The second problem with your logic is that, according to you, the millions of people that live in surrounding areas - like Sandy Springs, Marietta, Dunwoody, Decatur, etc. - simple don't count. They don't come to Atlanta ever under your analysis. You could be like my mom, who lives a mile inside the perimeter in Sandy Springs, and yet not count when assessing the size of the city. That makes no sense in this context.
If anything, it supports what I've been saying the whole time that, because Atlanta is so big, you are going to find a lot of good eating and drinking options but they just aren't centralized. Because the actual "city" isn't as populated as the immediate surrounding areas, it makes sense that there are good options going from Midtown and sprawling to the North and the East. If you had thought more about what you were saying in the context of this discussion, rather than trying to quibble for the sake of being cute, you might have realized that.

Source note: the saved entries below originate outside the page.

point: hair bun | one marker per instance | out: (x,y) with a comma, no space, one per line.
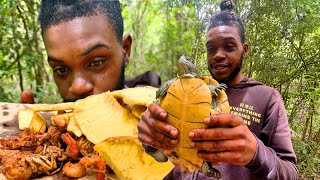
(227,5)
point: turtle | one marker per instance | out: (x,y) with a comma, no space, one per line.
(188,99)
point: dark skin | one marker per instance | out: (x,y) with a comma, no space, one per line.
(227,138)
(85,56)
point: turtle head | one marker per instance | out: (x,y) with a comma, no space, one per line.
(185,66)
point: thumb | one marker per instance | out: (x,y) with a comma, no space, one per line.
(27,97)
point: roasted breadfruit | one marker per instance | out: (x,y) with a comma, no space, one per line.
(127,158)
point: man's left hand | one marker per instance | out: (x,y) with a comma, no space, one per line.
(226,139)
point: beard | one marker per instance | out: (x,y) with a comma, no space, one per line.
(120,84)
(233,74)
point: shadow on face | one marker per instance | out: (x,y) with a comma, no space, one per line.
(85,56)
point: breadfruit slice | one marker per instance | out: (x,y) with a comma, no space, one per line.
(28,118)
(127,158)
(101,116)
(136,96)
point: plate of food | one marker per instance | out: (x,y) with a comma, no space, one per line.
(92,138)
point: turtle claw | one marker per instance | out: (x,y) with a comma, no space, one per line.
(210,171)
(163,89)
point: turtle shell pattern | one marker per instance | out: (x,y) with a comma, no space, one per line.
(188,102)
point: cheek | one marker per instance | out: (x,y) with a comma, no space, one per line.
(62,87)
(106,81)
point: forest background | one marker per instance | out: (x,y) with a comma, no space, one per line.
(284,40)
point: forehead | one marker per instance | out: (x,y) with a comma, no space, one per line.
(79,32)
(223,33)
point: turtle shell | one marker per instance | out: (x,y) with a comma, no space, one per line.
(188,102)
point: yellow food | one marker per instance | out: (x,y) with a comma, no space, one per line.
(30,119)
(134,163)
(101,116)
(53,107)
(74,128)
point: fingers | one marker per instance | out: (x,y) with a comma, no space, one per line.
(154,138)
(223,120)
(152,119)
(154,131)
(27,97)
(216,134)
(235,158)
(218,146)
(157,111)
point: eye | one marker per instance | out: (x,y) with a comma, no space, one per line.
(211,49)
(96,62)
(229,47)
(60,70)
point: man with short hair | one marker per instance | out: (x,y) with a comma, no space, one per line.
(86,48)
(252,142)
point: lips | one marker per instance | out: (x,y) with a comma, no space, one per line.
(219,66)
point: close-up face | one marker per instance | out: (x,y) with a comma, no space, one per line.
(85,57)
(225,53)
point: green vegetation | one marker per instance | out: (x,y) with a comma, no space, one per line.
(284,39)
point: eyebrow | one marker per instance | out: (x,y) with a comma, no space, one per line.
(225,38)
(53,59)
(96,46)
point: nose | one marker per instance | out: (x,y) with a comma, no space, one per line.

EDIT: And you may as well be asking a visitor what is the better college town - Athens or Atlanta. If your question is, what is the best place to drink really cheap beer and oogle sorority girls, it's clearly athens. If your question is which place has better food and drinking options, its clearly Atlanta (unless, again, you are mostly interested in lower priced options). I'm not saying Athens doesn't have good upper scale options, but that's not the focus of the Athens market and the number of places and selection isn't near what you would find in Atlanta, which makes sense for most people.